Благоприятная минута 80-х годов прошла бесплодно, пропала понапрасну. А какой бы решительный и благородный переворот мог бы в ту минуту, двадцать лет назад, совершиться для скульптуры; как сильно она могла ступить на совершенно новый путь и совершить на нем великие создания. Вместо идеальных кукол, какими так щедро наделяли нас последние времена, сколько мы могли бы теперь видеть перед собою созданий, изображающих природу и действительность, а уже не фантастическую условную отвлеченность!
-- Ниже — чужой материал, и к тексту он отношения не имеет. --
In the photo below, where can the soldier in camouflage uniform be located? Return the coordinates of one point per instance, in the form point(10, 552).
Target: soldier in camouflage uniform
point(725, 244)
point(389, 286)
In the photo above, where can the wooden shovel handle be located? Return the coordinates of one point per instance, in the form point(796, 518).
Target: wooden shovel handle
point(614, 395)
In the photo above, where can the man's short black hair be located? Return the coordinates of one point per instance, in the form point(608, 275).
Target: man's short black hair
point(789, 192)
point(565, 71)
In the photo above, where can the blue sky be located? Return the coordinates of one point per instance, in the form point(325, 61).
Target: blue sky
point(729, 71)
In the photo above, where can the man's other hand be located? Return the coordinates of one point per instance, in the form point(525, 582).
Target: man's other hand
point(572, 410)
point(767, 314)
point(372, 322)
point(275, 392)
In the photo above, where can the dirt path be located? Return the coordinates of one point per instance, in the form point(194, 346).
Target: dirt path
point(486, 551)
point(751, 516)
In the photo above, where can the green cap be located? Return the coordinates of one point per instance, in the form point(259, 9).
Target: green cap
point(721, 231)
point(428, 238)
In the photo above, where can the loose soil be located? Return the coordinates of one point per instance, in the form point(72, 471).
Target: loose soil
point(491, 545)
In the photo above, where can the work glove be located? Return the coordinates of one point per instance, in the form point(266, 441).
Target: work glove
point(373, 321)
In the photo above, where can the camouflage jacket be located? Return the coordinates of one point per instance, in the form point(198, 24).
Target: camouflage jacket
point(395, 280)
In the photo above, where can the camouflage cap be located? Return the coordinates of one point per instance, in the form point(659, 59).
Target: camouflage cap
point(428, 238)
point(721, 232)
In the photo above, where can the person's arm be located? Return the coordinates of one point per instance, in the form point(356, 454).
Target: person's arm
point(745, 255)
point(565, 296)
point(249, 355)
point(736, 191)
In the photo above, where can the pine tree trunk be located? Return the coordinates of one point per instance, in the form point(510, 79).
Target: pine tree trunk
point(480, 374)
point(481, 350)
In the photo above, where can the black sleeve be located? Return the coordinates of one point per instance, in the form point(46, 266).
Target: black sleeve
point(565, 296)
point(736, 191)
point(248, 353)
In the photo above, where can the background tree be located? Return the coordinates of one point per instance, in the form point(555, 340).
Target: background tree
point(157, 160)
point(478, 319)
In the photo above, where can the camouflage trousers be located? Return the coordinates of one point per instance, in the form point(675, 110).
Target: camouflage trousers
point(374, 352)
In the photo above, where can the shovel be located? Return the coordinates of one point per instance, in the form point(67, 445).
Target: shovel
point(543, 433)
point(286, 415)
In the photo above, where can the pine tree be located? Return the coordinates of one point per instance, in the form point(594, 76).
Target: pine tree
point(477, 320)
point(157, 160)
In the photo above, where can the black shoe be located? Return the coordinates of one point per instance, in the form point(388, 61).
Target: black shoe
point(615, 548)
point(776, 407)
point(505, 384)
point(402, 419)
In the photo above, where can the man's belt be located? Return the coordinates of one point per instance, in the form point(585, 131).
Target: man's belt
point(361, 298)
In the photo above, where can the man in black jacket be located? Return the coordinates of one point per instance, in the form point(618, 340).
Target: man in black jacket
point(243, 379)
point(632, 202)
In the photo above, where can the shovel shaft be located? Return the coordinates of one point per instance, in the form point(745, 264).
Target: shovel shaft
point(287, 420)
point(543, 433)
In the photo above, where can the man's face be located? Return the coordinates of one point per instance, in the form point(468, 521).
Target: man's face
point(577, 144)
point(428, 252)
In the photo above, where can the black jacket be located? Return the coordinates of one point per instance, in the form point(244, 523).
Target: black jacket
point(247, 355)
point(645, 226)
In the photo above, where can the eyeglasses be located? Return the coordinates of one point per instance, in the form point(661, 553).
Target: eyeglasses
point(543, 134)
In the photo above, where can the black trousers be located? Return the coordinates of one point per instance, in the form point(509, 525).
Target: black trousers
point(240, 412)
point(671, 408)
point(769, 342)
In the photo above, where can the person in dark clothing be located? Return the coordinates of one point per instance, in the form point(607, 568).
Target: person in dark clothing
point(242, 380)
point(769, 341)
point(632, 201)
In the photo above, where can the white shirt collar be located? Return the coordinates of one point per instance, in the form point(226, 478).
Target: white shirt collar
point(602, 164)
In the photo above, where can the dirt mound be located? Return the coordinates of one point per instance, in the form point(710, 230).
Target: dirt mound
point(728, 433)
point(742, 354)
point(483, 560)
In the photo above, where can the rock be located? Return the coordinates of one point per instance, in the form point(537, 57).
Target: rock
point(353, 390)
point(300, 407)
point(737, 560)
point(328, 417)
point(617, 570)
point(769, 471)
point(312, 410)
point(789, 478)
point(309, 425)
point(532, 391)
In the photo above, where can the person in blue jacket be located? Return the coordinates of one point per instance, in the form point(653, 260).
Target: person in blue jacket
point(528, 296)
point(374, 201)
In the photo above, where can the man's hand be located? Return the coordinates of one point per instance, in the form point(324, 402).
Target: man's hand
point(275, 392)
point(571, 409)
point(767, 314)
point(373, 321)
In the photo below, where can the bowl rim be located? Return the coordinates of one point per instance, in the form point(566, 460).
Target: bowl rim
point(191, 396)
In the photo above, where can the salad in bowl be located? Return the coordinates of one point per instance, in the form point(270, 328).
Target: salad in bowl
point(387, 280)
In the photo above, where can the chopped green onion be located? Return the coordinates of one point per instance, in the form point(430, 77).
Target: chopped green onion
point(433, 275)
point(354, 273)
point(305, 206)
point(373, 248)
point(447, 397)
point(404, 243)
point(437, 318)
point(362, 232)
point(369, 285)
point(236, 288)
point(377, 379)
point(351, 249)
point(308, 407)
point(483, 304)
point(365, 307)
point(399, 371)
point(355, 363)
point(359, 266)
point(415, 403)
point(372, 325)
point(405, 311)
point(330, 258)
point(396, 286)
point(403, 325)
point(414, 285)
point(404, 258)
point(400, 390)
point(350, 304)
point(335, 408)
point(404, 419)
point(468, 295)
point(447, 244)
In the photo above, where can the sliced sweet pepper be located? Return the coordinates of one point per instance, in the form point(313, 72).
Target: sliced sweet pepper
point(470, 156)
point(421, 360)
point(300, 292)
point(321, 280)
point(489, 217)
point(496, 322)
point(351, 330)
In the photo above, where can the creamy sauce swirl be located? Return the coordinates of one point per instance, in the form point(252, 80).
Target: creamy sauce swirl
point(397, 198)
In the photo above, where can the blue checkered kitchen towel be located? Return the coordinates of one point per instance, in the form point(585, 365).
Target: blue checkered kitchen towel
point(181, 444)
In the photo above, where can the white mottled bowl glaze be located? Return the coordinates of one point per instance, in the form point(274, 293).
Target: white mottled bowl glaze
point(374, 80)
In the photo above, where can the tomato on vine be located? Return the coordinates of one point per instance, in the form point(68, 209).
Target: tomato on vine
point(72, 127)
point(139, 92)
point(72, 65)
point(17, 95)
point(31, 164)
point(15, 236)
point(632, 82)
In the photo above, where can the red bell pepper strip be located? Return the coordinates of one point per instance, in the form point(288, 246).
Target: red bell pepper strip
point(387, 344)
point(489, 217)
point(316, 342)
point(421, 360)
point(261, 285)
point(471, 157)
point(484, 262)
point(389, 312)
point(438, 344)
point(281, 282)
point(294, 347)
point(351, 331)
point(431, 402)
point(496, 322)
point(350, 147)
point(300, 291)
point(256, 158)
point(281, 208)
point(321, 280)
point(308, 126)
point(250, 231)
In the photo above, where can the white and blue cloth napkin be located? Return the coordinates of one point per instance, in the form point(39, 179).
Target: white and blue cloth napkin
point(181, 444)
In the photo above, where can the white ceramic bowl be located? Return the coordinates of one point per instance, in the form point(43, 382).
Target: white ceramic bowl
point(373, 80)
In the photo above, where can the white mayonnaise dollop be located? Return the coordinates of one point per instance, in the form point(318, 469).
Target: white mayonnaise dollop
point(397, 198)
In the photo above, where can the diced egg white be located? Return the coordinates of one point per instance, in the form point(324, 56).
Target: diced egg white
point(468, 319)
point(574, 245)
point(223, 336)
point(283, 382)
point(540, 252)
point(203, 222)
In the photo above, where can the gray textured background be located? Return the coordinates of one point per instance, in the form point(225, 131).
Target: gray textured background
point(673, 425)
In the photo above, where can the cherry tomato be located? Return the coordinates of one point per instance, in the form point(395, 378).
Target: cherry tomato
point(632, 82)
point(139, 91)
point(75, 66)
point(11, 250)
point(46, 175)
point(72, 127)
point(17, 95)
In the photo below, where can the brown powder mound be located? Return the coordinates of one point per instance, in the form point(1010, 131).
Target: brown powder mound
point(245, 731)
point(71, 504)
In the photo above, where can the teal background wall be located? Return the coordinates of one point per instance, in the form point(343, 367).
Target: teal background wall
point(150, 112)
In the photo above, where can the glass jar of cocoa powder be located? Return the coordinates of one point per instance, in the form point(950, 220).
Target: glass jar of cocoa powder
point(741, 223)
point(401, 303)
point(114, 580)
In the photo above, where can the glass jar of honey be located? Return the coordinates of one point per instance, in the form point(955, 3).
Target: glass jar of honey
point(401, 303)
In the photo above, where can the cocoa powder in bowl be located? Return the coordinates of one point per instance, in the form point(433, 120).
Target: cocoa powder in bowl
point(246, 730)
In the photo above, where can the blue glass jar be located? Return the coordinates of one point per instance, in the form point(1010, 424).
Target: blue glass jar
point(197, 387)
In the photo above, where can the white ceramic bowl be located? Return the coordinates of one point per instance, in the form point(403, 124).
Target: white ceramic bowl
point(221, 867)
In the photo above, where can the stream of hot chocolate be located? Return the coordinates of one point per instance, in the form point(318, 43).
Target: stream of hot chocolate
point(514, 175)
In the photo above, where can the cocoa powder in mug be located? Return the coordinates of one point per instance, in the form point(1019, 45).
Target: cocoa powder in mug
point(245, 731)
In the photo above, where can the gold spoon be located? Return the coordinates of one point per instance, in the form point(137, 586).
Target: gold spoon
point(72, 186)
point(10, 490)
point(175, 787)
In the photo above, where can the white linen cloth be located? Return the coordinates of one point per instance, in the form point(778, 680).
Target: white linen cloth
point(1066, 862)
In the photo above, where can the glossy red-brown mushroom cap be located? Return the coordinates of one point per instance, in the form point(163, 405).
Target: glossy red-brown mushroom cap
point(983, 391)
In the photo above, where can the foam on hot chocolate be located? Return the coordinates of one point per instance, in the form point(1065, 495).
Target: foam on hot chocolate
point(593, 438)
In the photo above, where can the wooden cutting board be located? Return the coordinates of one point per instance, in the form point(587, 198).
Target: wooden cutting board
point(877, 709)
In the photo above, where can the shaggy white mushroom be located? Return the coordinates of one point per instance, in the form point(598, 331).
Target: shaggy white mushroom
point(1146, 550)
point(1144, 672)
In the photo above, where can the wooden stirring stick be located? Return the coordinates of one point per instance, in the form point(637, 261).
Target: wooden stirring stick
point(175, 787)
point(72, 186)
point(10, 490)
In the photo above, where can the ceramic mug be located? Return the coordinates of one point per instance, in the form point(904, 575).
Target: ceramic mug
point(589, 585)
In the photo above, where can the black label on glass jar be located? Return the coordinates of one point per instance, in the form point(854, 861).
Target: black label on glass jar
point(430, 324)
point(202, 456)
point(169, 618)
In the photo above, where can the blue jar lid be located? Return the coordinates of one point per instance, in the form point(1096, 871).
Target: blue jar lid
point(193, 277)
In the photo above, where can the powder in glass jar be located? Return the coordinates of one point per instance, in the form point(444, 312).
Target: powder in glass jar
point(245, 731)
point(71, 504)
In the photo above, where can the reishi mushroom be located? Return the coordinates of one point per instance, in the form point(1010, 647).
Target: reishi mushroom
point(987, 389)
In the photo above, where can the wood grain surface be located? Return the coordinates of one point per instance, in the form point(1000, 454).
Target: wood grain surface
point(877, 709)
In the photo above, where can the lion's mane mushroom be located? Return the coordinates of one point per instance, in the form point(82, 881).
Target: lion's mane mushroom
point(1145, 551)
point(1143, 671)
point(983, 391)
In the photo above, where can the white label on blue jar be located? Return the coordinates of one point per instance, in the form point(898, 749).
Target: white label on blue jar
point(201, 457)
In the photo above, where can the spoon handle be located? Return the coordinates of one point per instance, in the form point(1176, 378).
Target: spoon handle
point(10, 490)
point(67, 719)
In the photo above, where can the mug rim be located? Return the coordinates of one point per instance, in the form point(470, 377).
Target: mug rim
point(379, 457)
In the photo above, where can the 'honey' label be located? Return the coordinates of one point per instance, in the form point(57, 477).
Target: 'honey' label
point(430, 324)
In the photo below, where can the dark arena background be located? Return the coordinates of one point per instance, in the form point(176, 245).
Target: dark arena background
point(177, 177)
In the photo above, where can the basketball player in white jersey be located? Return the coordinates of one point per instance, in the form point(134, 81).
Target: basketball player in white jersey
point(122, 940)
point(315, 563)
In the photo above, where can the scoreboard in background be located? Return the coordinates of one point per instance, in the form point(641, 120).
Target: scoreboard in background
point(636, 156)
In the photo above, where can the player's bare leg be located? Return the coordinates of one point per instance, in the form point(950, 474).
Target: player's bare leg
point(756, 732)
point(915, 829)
Но публике слишком трудно было пойти вдруг совершенно в сторону от предрассудков, в которых ее воспитывали в течение нескольких столетий. И разные ученые, профессора (например, такие знаменитые, как Куглер в 30-х годах, Фуртвенглер в 80-х) поддерживали ее в старинных предрассудках, подсказывали, что греки и римляне не всегда же создавали скульптуру только цветную, но знали тоже и однотонную; сверх того, многие «ученые» жалобно восклицали: «А как нам быть с Микель-Анджело и со всей толпой талантливых художников XVI, XVII и XVIII века? Неужели от них отрекаться, неужели не признавать их величия и значения?» И такие-то кривые соображения, такое-то идолопоклонство перед тем, что было когда-то прежде, у других людей, — мешали приниматься за свое собственное дело, новое, бодрое и свежее. Справедливая, простая, естественная мысль была отвергнута и затоптана в грязь. Но это вышло одною из громаднейших и печальнейших ошибок нашего века.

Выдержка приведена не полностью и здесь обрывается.